1983 Volume 74 Issue 2 Pages 197-205
Liposome is a bilayered phospholipid vesicles, and was originally developed as a model for biomem-branes. Liposome has attracted attention in recent years as a potential carrier of anticancer drugs thereby enhancing the therapeutic effect. This study was designed to clarify the following problems associated with clinical application of liposome in future.
1) The influence of liposome-entrapped anticancer drugs on cytotoxic activity in in vitro system.
2) The effect of liposome-entrapped anticancer drugs in the host tissues.
3) The in vivo therapeutic efficacy of liposome-entrapped bleomycin in the treatment of testicular tumor transplanted in nude mice.
For cytotoxicity test, KU-2 cells, dervived from human renal cell carcinoma were used. Effect of free and liposome-entrapped bleomycin on the growth of KU-2 cells was determined. Enhanced effect was noted in the latter group. Also effect of free and liposome-entrapped bleomycin on the cell cycle traverse of KU-2 cells was determined by means of flow microfluorometry. Obvious effects of G2-block was noted in liposome-entrapped bleomycin.

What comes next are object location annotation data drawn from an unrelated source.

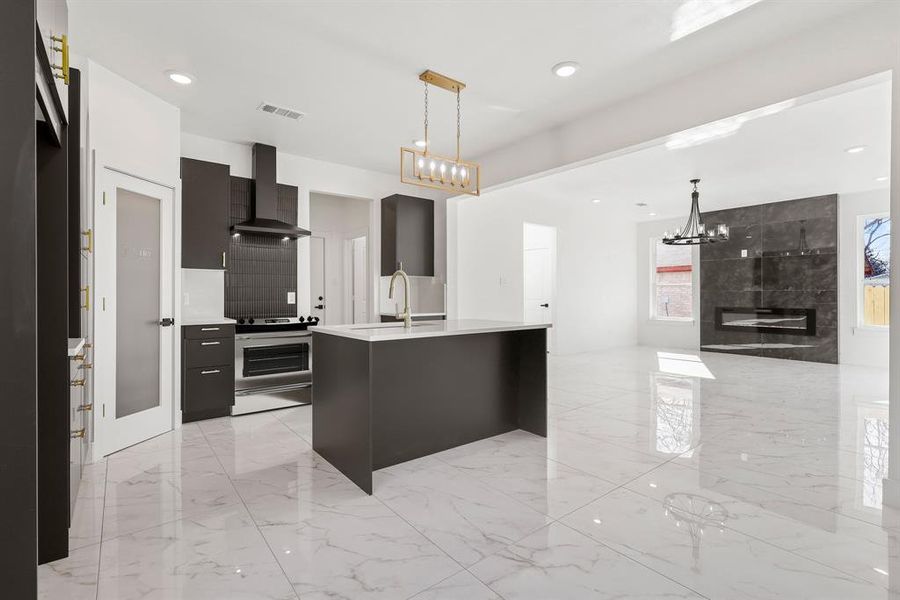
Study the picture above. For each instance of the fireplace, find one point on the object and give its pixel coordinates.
(790, 321)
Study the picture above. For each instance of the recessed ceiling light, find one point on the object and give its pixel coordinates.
(180, 78)
(565, 69)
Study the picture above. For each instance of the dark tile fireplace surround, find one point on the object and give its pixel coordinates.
(771, 289)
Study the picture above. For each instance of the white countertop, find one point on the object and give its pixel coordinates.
(208, 321)
(382, 332)
(75, 346)
(414, 315)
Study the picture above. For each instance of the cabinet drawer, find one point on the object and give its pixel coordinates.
(208, 390)
(203, 332)
(208, 352)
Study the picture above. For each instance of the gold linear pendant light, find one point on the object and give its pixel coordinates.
(423, 168)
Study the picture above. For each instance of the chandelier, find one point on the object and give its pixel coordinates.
(694, 231)
(426, 169)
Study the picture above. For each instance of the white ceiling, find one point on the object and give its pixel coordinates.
(798, 152)
(352, 67)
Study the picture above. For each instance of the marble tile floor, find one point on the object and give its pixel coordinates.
(665, 475)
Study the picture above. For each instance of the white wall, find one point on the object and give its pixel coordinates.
(857, 345)
(595, 293)
(339, 219)
(655, 332)
(311, 175)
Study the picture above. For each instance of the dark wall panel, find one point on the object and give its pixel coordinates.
(261, 269)
(791, 262)
(18, 316)
(53, 361)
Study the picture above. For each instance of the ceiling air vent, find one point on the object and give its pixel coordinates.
(281, 111)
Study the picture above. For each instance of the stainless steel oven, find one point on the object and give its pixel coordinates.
(276, 361)
(272, 364)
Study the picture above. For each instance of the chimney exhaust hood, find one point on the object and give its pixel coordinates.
(264, 218)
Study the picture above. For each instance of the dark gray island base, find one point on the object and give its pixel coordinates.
(384, 395)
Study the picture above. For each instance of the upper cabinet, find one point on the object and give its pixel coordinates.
(407, 235)
(204, 214)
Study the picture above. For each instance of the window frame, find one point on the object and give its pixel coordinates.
(860, 280)
(654, 243)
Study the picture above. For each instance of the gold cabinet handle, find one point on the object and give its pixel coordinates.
(63, 41)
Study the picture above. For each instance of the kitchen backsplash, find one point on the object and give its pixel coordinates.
(261, 269)
(203, 293)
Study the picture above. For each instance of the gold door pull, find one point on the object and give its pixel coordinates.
(63, 47)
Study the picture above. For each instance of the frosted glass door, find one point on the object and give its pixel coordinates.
(138, 314)
(133, 310)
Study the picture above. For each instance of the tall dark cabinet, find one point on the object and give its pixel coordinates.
(18, 303)
(407, 235)
(204, 214)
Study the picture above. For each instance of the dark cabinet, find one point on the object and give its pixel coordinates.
(207, 371)
(407, 235)
(204, 214)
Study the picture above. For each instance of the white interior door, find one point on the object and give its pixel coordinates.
(317, 277)
(360, 288)
(134, 342)
(539, 256)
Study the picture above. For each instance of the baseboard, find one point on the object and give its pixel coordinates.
(890, 493)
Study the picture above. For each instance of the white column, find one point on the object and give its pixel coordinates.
(891, 491)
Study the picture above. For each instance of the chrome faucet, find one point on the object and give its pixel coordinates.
(407, 318)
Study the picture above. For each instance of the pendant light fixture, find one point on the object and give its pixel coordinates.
(695, 231)
(420, 166)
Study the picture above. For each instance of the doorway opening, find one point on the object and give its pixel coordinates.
(539, 264)
(339, 258)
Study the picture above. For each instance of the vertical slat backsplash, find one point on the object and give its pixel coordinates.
(261, 269)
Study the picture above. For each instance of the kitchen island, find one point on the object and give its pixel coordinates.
(384, 394)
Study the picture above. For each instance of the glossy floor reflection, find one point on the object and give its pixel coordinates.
(665, 475)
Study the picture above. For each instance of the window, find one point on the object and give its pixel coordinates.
(673, 285)
(876, 270)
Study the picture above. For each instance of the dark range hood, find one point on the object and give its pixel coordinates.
(264, 220)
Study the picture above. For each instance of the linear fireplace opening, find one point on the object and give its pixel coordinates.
(791, 321)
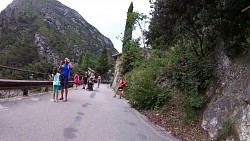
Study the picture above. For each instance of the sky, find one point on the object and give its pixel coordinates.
(108, 16)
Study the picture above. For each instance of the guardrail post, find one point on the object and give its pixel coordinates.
(25, 92)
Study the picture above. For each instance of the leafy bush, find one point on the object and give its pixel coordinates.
(141, 88)
(193, 79)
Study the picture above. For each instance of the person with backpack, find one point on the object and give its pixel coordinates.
(85, 79)
(121, 85)
(56, 84)
(65, 72)
(76, 80)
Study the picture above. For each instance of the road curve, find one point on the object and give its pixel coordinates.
(86, 116)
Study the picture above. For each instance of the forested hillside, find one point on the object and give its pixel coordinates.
(37, 34)
(191, 45)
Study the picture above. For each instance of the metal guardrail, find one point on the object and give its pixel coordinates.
(6, 84)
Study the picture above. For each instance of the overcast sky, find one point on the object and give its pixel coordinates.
(108, 16)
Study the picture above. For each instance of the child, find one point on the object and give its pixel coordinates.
(76, 80)
(56, 84)
(120, 86)
(99, 80)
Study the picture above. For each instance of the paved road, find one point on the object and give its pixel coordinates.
(86, 116)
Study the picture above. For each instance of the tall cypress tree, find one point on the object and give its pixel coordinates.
(102, 65)
(130, 51)
(128, 29)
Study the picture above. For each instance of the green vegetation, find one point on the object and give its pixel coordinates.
(102, 65)
(185, 37)
(58, 34)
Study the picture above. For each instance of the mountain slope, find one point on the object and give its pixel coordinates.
(33, 30)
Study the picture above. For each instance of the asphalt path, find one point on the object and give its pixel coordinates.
(86, 116)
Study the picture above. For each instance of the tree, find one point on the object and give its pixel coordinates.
(102, 65)
(128, 29)
(130, 48)
(86, 61)
(196, 21)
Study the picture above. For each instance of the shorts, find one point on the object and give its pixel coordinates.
(119, 88)
(55, 87)
(64, 81)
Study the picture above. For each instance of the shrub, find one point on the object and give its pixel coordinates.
(141, 88)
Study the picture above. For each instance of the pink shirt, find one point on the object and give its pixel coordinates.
(76, 78)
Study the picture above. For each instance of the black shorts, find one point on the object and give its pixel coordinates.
(119, 88)
(64, 81)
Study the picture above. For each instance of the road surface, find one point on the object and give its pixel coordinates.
(86, 116)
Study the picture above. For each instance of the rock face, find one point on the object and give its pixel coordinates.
(50, 29)
(229, 109)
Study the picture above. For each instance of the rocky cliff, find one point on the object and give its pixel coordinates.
(32, 30)
(228, 112)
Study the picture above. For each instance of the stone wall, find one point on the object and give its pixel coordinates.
(229, 98)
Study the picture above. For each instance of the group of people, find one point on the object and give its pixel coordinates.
(60, 77)
(88, 81)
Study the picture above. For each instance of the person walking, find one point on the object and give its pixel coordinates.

Therapeutic effect of free and liposome-entrapped bleomycin on the testicular tumor bearing nude mice (KUNU-1) was examined. Antitumor effects of bleomycin was enhanced by entrapment of bleomycin into liposome, mean growth rates of the tumor by administration of free and liposome-entrapped bleomycin at day 5 were 91.1±8% and 76.1±14%, respectively.
Bleomycin, either free or liposome-entrapped, was injected into the peritoneal cavity of KUNU-1 mice in a dose of 5mg. When liposome-entrapped bleomycin was given, increase in the concentration of bleomycin was sixfold in the spleen; threefold in the liver; twofold in the kidney and one and half fold in the lung.
These results indicate that liposome entrapment modified the pharmacokinetics and enhanced the anticancer activity of the drug mediated by slow delivery rather than providing selective cytotoxic effect of the drug to tumors.